Her name is Callisto and she is disliked by most of my friends and family. A bad influence, they say. and I suppose they are right. But she is the rock inside me. the voice that says "stay strong. you can get through anything." She has a good heart when you get down to it, but she tries to show the world she is made of stone. Sometimes she is a little bitchy, more often than not she is a little too bad, and she is always a pain in the ass. But she is my best friend, my confidant. she knows all my inner demons, and she thinks no less of me for them. After years without her in my life, I was a little startled, but not completely surprised to meet her in a bar in NY. I was out having a few drinks with my boss after work a week or so before Halloween when she showed up. Classy and charming she strolled right over to me and took hold. I had not realized how much I had missed her until that moment. And I decided that there had to be a way to meld our two personalities together to create a perfect balance.

I had to invite her out for Halloween then. And although the plan originally included only me and my sister at NY's freaky Village parade, it turned out quite differently. Not only did we miss the parade and now have Callisto with us, we also gained a 4th person, who for the sake of this websight asked to go by the name "Duke," or something "Manly." Duke it is. And instead of bar-hopping, we stuck to just one Irish bar. Good thing too, as my weakling of a sister can't hold her liquor. We blame the flirtatious Bartender, Francis who kept feeding us free booze. Sometimes its good to be a woman. He was particularly taken by Katie. But the perfect lady, (well, as much of a lady as you can be when your smashed) she showed him her engagement ring and in fact wouldn't shut up about her Fiancé, A.B, Yes Katie, we all know you love him; sheesh.

I am quite the fan of Cosmopolitans, as you might have noticed from the title of this blog. (Thank you Davey). Callisto is much more of a Martini girl. Actually, they are both quite similar except that one is Pink. Well, there is more too it than that, but you get the idea. Anyways, Cally was loving her cosmos that night.

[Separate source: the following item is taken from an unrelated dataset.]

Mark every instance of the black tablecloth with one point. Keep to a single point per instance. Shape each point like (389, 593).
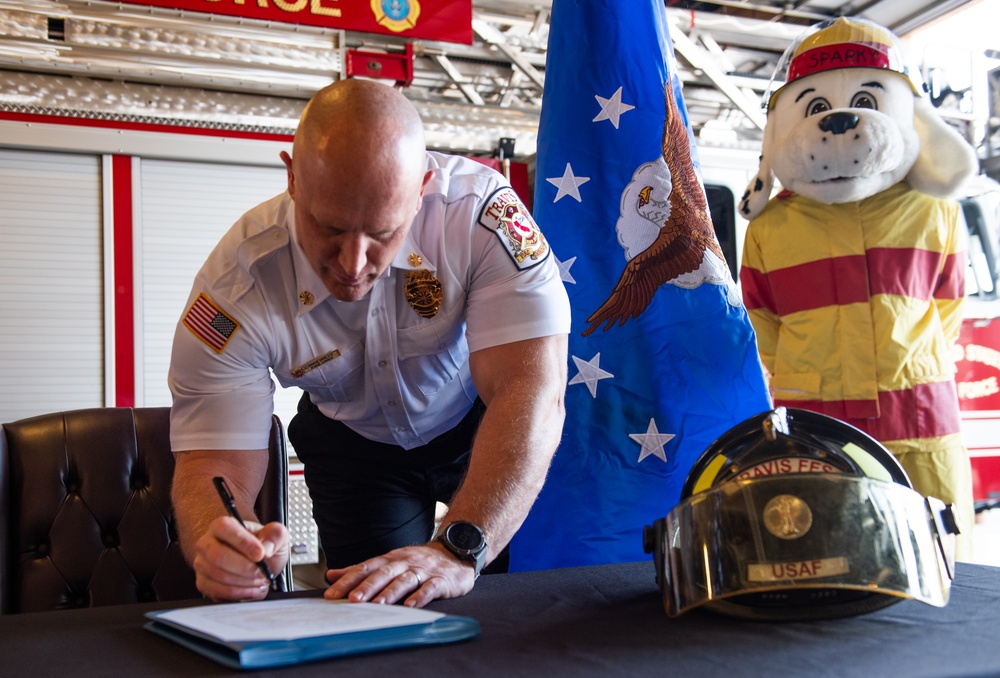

That's her. Man, I want that hair. Anyways, that's an empty glass she is holding. It held a Cosmo at one point. Later, I would spill one. A few minutes later, Katie would spill her Appletini. Now, "Duke" can be quite a handful. Good guy though. Dirty mind, very silly.




Cally took an instant liking to him. Of course, after a few cosmos, she loved him!



He doesn't seem to be too miserable either. Katie went as an Angel... an angel in a mini skirt.



That is my sister there. Isn't she beautiful. Actually its funny b/c Katie doesn't really like Callisto. Well, it isn't so much that she doesn't like her. Its just that she worries for me. That is her job I suppose. Oh this is Francis, by the way...




and there he is again...



this is some dude...



Scary. I don't know his name. I think Katie remembers it. I gotta tell you, I am surprised she remembers anything. Now me, when I drink I lose hours at a time. I wish I didn't sometimes... then again, other times I am glad I have this. Its quite convenient. Anyways, so that was it really. We left the bar much too early and I went home to sleep off my booze. Callisto and I have been spending more time together, and while I am enjoying it, I cannot help but feel like I did when I was 17. And this is some scary stuff.